County officials said most runaways are located days if not hours after leaving. But the mounting concerns came to a head in February when contract therapist Karen A. Meyer was charged in Ramsey County District Court with one count of aiding an offender for helping two juveniles escape on Feb. 11. One was quickly apprehended thanks to a GPS tracking bracelet all residents must wear for the first 30 days.
The other teen, Meyer’s alleged love interest, eluded police. Criminal charges allege that while at BTT, Meyer showed the 17-year-old preferential treatment and made out with him in front of another juvenile.
In March, additional charges — three counts of third-degree criminal sexual conduct — were filed against Meyer when police apprehended the 17-year-old. He allegedly told police that Meyer picked him up after the escape and drove him to her home in St. Paul, where they had sex and told each other “I love you.”
By then, the county was already working to meet a host of Warner’s demands that had to be fulfilled before the judges would reverse their decision: A full and independent investigation into the Meyer incident, an understanding of the credentials of contractors and staff at BTT, an understanding of how therapy is monitored by other staff and a plan to communicate with “justice partners” about high-profile incidents, among other requests.
Klavins, who also had phone and e-mail conversations with the judge, wrote Warner on March 17, saying the county had taken a number of “critical” steps.

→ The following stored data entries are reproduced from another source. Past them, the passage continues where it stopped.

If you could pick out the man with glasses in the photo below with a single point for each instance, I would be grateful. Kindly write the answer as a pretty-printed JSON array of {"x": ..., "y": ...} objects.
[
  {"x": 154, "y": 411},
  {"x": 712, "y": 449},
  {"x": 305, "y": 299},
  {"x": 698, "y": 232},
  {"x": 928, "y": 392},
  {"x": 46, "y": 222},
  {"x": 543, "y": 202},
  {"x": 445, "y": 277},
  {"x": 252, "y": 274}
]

In an e-mail to the judge, he said the county would install a “state-of-the-art” video system by April, conduct a thorough operational review and provide ongoing reports about the Meyer investigation, among other measures.

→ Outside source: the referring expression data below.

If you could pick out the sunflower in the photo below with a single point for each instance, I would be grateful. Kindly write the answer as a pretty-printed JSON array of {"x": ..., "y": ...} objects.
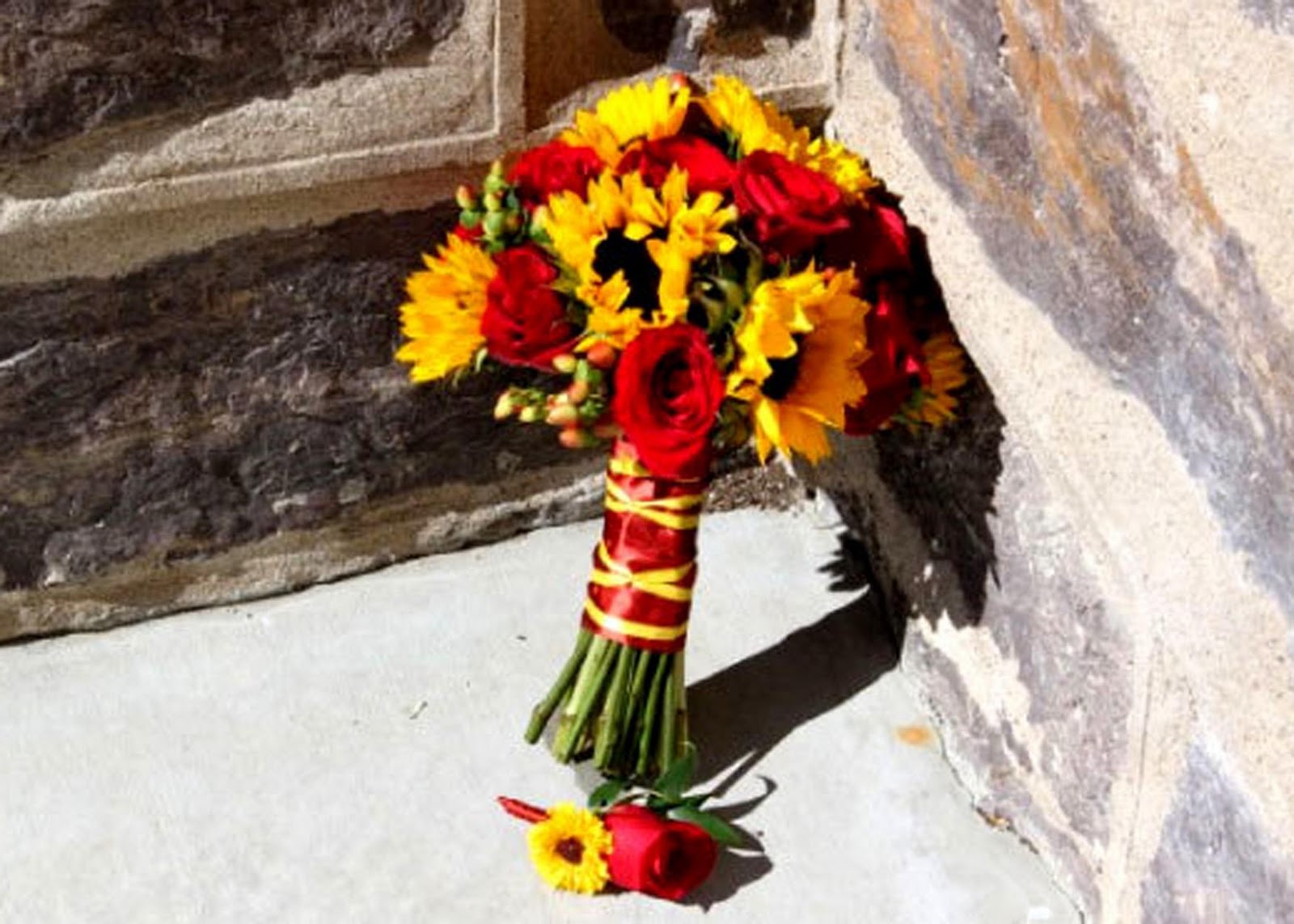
[
  {"x": 933, "y": 403},
  {"x": 840, "y": 165},
  {"x": 628, "y": 114},
  {"x": 759, "y": 126},
  {"x": 443, "y": 316},
  {"x": 632, "y": 249},
  {"x": 801, "y": 346},
  {"x": 756, "y": 124},
  {"x": 569, "y": 849}
]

“Certainly, this most recent incident has created a lot of stress for staff,” Klavins said in a recent interview. “We’re working toward the best solutions here.”
Warner’s letter was just the latest in ongoing disagreements about how BTT is run.

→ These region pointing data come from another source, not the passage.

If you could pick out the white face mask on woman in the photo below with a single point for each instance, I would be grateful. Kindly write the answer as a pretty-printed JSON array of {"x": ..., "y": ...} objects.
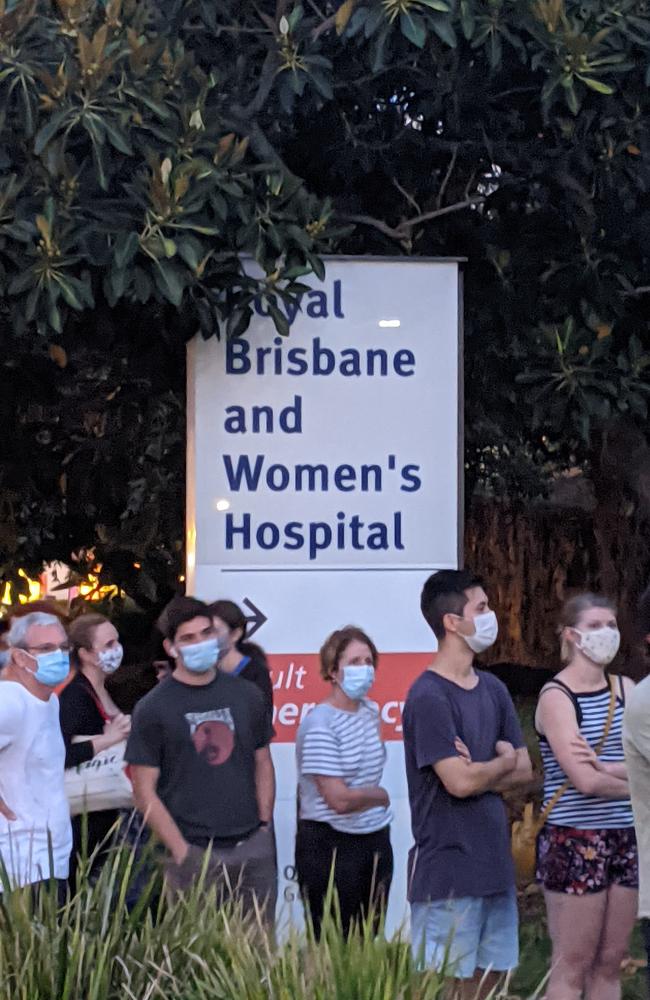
[{"x": 600, "y": 645}]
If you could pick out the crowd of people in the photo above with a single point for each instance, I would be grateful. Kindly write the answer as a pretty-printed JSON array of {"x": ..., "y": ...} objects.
[{"x": 200, "y": 777}]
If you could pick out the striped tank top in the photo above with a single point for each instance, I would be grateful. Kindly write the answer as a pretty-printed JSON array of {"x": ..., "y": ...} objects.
[{"x": 589, "y": 812}]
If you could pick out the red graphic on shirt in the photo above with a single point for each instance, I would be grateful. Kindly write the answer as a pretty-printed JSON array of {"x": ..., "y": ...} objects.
[
  {"x": 298, "y": 686},
  {"x": 213, "y": 735}
]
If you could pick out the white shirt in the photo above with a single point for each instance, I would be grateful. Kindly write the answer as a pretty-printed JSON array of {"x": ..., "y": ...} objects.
[
  {"x": 32, "y": 758},
  {"x": 334, "y": 743}
]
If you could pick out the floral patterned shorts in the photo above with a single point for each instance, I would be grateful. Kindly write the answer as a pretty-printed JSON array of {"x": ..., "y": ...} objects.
[{"x": 582, "y": 861}]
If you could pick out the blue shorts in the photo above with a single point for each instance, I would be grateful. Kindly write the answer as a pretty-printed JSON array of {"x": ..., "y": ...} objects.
[{"x": 466, "y": 934}]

A 2013 report commissioned by the county to guide the facility’s future noted that, “There is no common agreement between BTT and Juvenile Probation on the core mission, supervision of youth, programs being delivered at BTT, and the disciplining of probation youth at BTT …”
Dennis Gerhardstein, a spokesman for the Ramsey County attorney’s office, said prosecutors have previously expressed concerns about BTT and have occasionally opposed sending boys there when more intensive treatment was needed, or former BTT clients who had reoffended.
“It is important to remember that no particular placement can meet the treatment needs of every youth,” Gerhardstein said.
Boys Totem Town can be a “great” program, Warner said in a recent interview, but the Meyer case is cause to “take a step back.”
County records show that Meyer was paid about $43,000 from April 2015 to January 2016 for “therapeutic services” at BTT and the juvenile detention center. According to Finstad and Klavins, Meyer was not licensed at the time; she was working toward her license but met BTT requirements to provide therapy, and had also passed multiple background checks.
“When you place a child out of their home, it’s a big deal and we want to make sure the child’s needs are being met, whether it’s at Boys Totem Town or elsewhere,” said Warner.